I haven't ever been lonely. The reason is that I have four angels who follow me wherever I go. They are rather large and clumsy but I forgive them because they are good company. You would think they would be light on their feet what with the wings, but in fact their wings are quite cumbersome.

I have wings too. I think they think I am one of them. But I am no angel. I have dark brown hair for one thing and who has ever heard of an angel with dark brown hair? I have big dark eyes too. Angels do not have big dark eyes.

I was very surprised when the angels taught me to play cards. Chess they like also, but I have never actually seen them play.

These angels have been with me for a very long time now but they still look just the same--big white feet like a Clydesdale's appear now and then. You've seen them haven't you?

I thought maybe you had.

That day on the highway I wasn't really alone there in the car. And when Judy came they acted like they knew her. Maybe she is really one of them, I can't be sure--how else, really, could a woman show up to help me in the loneliest, scariest moment of my life and have my own mother's name? There on that far highway in the woods?

I think the angels must have brought her to me. I hope someone thanked her. In all the confusion I may have forgotten. I never have seen her again, although Mama--my real mama--seems to think she is a hairdresser who has a salon there near the fire station. And once, when I went to church with Grandma, I thought I saw her singing in the choir. But I didn't dare say anything. What could I have said? Really?

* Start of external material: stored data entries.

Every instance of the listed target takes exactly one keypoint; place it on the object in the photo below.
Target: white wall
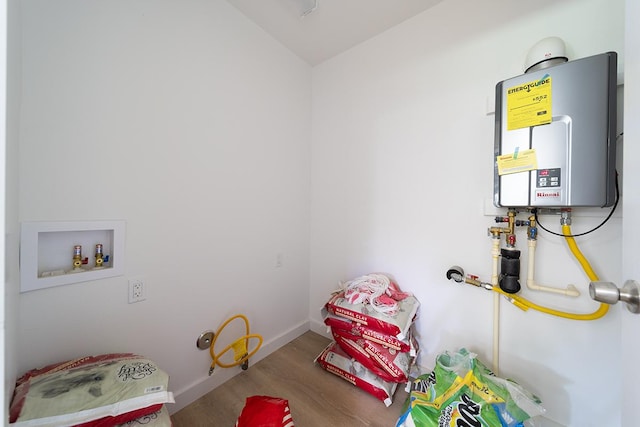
(401, 171)
(11, 223)
(631, 268)
(188, 122)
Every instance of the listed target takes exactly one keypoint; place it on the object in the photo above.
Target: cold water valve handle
(608, 293)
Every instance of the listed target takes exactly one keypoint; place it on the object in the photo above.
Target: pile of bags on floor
(94, 391)
(371, 321)
(461, 391)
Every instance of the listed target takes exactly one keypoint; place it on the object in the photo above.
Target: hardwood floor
(316, 397)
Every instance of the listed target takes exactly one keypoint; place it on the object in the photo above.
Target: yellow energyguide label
(529, 104)
(518, 161)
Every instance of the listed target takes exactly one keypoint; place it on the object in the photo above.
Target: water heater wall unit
(555, 136)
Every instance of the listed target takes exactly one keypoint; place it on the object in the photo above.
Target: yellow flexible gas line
(239, 346)
(526, 304)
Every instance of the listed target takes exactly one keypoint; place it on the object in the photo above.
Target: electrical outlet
(136, 290)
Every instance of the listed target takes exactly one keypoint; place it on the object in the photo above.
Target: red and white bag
(395, 365)
(397, 325)
(265, 411)
(333, 359)
(92, 391)
(407, 345)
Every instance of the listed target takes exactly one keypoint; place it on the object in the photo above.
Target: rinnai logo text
(542, 194)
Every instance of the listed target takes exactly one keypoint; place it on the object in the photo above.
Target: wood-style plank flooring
(316, 397)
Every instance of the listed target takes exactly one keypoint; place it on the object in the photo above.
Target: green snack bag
(462, 392)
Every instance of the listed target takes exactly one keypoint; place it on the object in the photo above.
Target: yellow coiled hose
(239, 346)
(526, 304)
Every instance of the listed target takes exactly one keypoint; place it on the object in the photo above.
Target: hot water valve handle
(609, 293)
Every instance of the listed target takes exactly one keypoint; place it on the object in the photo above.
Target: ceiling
(333, 27)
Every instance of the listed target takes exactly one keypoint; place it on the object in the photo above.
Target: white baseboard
(202, 386)
(319, 328)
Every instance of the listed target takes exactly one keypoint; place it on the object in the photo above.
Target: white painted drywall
(402, 169)
(11, 235)
(187, 121)
(630, 267)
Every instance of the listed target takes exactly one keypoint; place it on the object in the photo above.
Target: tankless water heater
(555, 135)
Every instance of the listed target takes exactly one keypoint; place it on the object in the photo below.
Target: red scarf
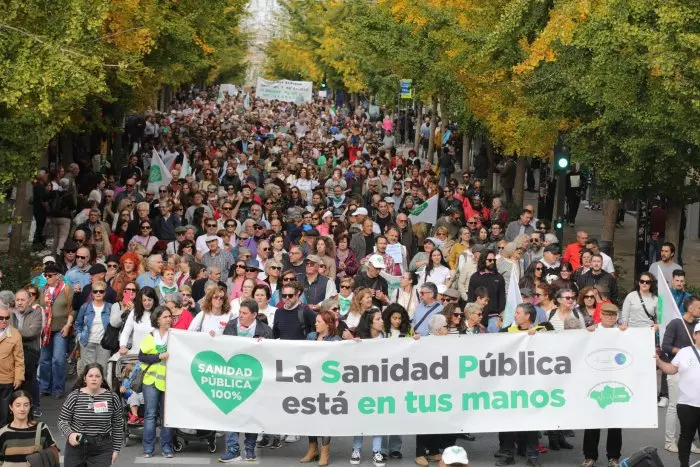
(48, 312)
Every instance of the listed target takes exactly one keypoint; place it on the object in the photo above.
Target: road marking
(156, 459)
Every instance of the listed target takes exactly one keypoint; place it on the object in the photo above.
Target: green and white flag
(425, 212)
(159, 174)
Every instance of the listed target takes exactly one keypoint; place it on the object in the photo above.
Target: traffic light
(559, 229)
(561, 155)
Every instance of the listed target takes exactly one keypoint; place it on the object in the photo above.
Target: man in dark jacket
(487, 276)
(246, 325)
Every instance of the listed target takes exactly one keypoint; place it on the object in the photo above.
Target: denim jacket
(84, 321)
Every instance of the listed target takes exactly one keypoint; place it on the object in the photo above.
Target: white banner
(451, 384)
(284, 90)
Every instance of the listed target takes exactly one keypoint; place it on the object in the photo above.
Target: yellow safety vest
(155, 373)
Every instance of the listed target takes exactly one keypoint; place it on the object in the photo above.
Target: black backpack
(645, 457)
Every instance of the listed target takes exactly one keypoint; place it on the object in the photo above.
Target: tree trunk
(419, 122)
(674, 208)
(21, 215)
(466, 149)
(607, 236)
(492, 167)
(433, 125)
(519, 187)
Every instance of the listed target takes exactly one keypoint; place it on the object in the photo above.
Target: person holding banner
(674, 339)
(326, 331)
(245, 325)
(591, 437)
(686, 364)
(153, 355)
(371, 326)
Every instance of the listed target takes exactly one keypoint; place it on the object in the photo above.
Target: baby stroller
(131, 429)
(182, 437)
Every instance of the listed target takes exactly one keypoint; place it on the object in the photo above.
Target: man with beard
(550, 263)
(487, 276)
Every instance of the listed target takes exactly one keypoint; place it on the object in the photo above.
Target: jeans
(491, 327)
(376, 443)
(392, 443)
(528, 437)
(97, 454)
(153, 402)
(613, 445)
(52, 365)
(690, 425)
(232, 442)
(671, 415)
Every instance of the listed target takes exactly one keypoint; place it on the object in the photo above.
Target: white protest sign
(284, 90)
(451, 384)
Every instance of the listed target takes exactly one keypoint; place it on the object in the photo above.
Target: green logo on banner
(420, 208)
(226, 384)
(155, 175)
(608, 393)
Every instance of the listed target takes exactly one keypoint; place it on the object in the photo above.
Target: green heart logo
(226, 384)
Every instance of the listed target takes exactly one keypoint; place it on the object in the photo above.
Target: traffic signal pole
(561, 165)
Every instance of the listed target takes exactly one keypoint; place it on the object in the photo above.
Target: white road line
(158, 459)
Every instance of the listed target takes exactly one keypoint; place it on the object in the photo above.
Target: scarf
(48, 312)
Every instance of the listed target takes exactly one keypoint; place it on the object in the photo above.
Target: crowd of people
(283, 221)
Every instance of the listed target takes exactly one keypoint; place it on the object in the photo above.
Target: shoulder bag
(43, 457)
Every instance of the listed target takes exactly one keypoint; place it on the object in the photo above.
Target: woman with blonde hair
(361, 302)
(215, 314)
(324, 247)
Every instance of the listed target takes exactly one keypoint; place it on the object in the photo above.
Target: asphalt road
(480, 451)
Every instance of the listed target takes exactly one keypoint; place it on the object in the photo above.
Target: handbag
(46, 457)
(110, 339)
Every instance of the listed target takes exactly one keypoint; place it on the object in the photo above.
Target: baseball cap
(450, 292)
(455, 455)
(377, 261)
(552, 249)
(360, 212)
(314, 259)
(97, 268)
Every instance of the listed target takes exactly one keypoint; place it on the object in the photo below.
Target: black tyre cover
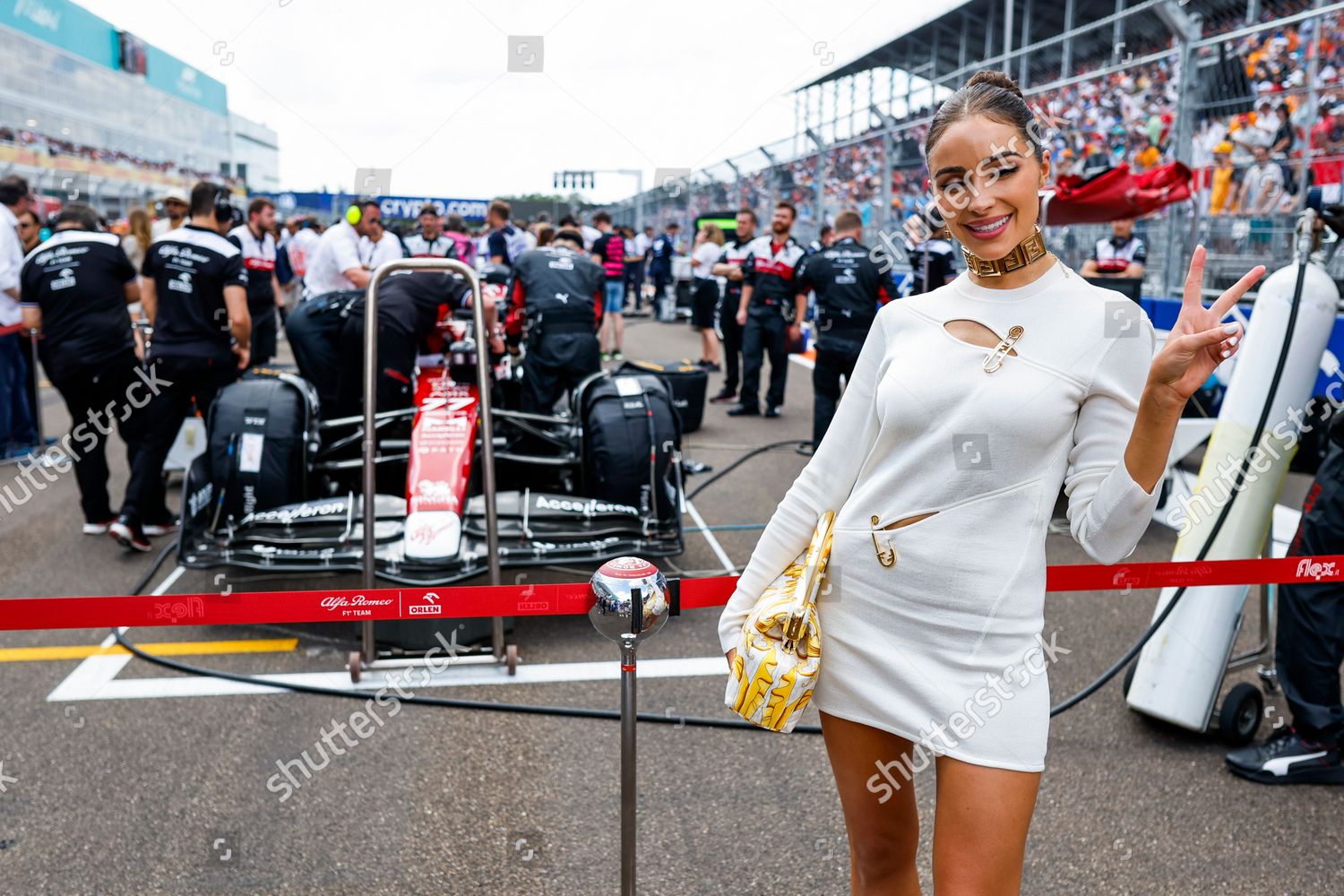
(617, 416)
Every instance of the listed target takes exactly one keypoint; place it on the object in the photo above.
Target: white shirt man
(378, 252)
(336, 257)
(301, 247)
(642, 242)
(590, 236)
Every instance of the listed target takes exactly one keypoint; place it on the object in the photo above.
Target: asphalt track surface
(169, 794)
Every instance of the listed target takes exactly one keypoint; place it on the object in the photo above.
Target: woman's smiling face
(986, 180)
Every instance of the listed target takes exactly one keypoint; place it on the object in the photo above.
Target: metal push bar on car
(367, 657)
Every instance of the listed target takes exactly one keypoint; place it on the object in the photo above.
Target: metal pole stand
(367, 656)
(631, 602)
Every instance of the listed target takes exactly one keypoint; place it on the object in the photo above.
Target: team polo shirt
(191, 266)
(78, 281)
(260, 261)
(768, 269)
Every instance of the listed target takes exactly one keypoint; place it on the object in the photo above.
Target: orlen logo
(174, 611)
(1306, 567)
(429, 608)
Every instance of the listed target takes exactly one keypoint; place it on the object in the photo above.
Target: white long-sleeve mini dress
(935, 630)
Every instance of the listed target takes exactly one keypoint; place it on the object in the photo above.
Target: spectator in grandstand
(1262, 191)
(175, 209)
(18, 433)
(1284, 134)
(704, 292)
(136, 242)
(1222, 198)
(1325, 136)
(1120, 255)
(30, 230)
(1262, 185)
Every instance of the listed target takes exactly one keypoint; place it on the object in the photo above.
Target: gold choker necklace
(1019, 255)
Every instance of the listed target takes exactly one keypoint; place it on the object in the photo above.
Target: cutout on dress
(909, 520)
(973, 332)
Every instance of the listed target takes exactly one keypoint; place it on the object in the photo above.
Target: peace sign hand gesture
(1198, 341)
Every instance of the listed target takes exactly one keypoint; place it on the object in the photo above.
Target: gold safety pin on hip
(889, 556)
(996, 358)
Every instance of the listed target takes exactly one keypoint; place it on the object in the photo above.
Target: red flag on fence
(1115, 194)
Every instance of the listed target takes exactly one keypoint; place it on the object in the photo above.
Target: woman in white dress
(969, 409)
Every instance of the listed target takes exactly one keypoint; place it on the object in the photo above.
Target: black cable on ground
(574, 712)
(1228, 508)
(738, 462)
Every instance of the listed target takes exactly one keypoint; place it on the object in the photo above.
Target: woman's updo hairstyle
(995, 96)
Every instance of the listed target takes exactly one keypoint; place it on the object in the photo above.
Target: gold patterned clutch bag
(779, 651)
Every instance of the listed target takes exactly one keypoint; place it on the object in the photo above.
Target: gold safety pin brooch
(887, 556)
(996, 358)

This post comes from an exercise out of WRITING FICTION; A Guide to Narrative Craft by Janet Burroway. (p334) This is a great one for memoirists. Try it yourself and let me know what you get: Write down a false statement about yourself, such as "I have a pet snake." Keep going, elaborating on the false statement, allowing the "I" character to develop. You are beginning to create a narrator who is not like you, which will give you more imaginative freedom than you might feel when writing about yourself as the "I" narrator.